LNCaP cell growth inhibition assay was performed as the previous report [27,28,31]. Briefly, LNCaP cells were seeded in 96-well plates at a concentration of 2000 cells per well in 100 μL of RPMI-1640 medium supplemented with 2% charcoal-stripped FBS, and the plates were incubated for 24 h at 37 °C under 5% CO2. Then, 10 μL of medium was removed from each well and replaced with 10 μL of drug solution supplemented with serial dilutions of test compound or DMSO as a dilution control in the presence or absence of 10 nM DHT. Cells were incubated for 6 days, and half of the medium was removed and replaced once after 3 days with medium containing test compound or DMSO as a dilution control. At the end of the incubation, proliferation was evaluated using a Cell Counting Kit-8 (Dojindo) according to the manufacturer’s instruction. This parameter is proportional to the number of living cells in the culture. All experiments were performed in triplicate or more.
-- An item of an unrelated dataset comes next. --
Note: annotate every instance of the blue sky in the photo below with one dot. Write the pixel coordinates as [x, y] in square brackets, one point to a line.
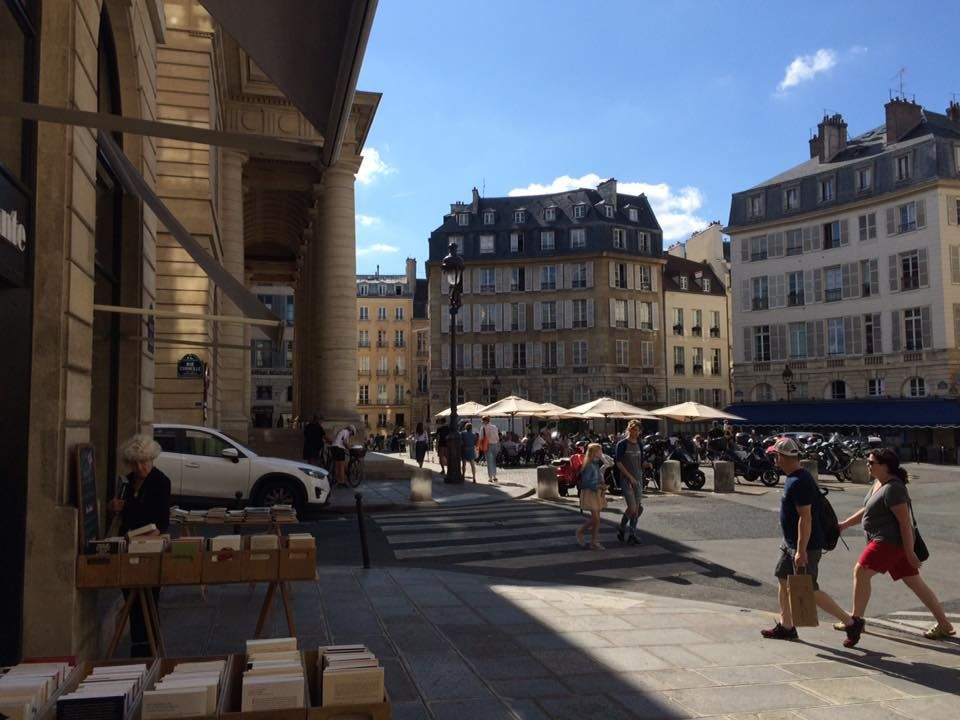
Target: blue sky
[687, 101]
3.4. Alkaline Phosphatase Assay Using T-47D Cells

Alkaline phosphatase assay was performed based on the previous report [22,32]. Briefly, T-47D cells were plated in 96-well plates at 10,000 cell per well and incubated at 37 °C under 5% CO2 for 24 h. Then, 10 μL of medium was removed from each well and replaced with 10 μL of drug solution supplemented with serial dilutions of test compound or DMSO as a dilution control in the presence or absence of 1 nM progesterone, and incubation was continued for 24 h. Then, the medium was aspirated, and the cells were fixed with 100 μL of 1.8% formalin in PBS. The fixed cells were washed with PBS, and 75 μL of assay buffer (1 mg/mL p-nitrophenol phosphate in diethanolamine water solution, pH 9.0, 2 mM MgCl2) was added. The mixture was incubated at room temperature with shielding from light for 2 h, and then the reaction was terminated by the addition of 100 μL of NaOH. The absorbance at 405 nm was measured with a microplate reader.

4. Conclusions

We synthesized a series of 4-methyl-7-(N-alkyl-arylcarboxamido)coumarins as AR antagonist candidates, using compound 7b as a lead compound. The AR-antagonistic activity of the synthesized coumarinamide derivatives was examined in terms of growth-inhibitory activity toward SC-3 cells. Coumarinamides with a secondary amide bond were inactive, but their N-alkylated derivatives exhibited AR-antagonistic activity. Among them, compounds 19b and 31b showed more potent AR-antagonistic activity than the lead compound 7b, and they were comparable in potency to hydroxyflutamide (2b). Conformational analysis and docking study revealed that the folded structure of coumarinamides associated with the cis-amide bond is important for binding to AR. The selected coumarinamide derivatives showed AR-antagonistic activity toward LNCaP cells with T877A AR and had weak PR-antagonistic activity. The detailed action mechanism of novel coumarinamides as AR modulators including AR-binding ability and transcriptional regulation should be elucidated in the future works, as the folded coumarinamide is a different pharmacophore from those of conventional AR antagonists, and these compounds may be promising candidates for the treatment of prostate cancer.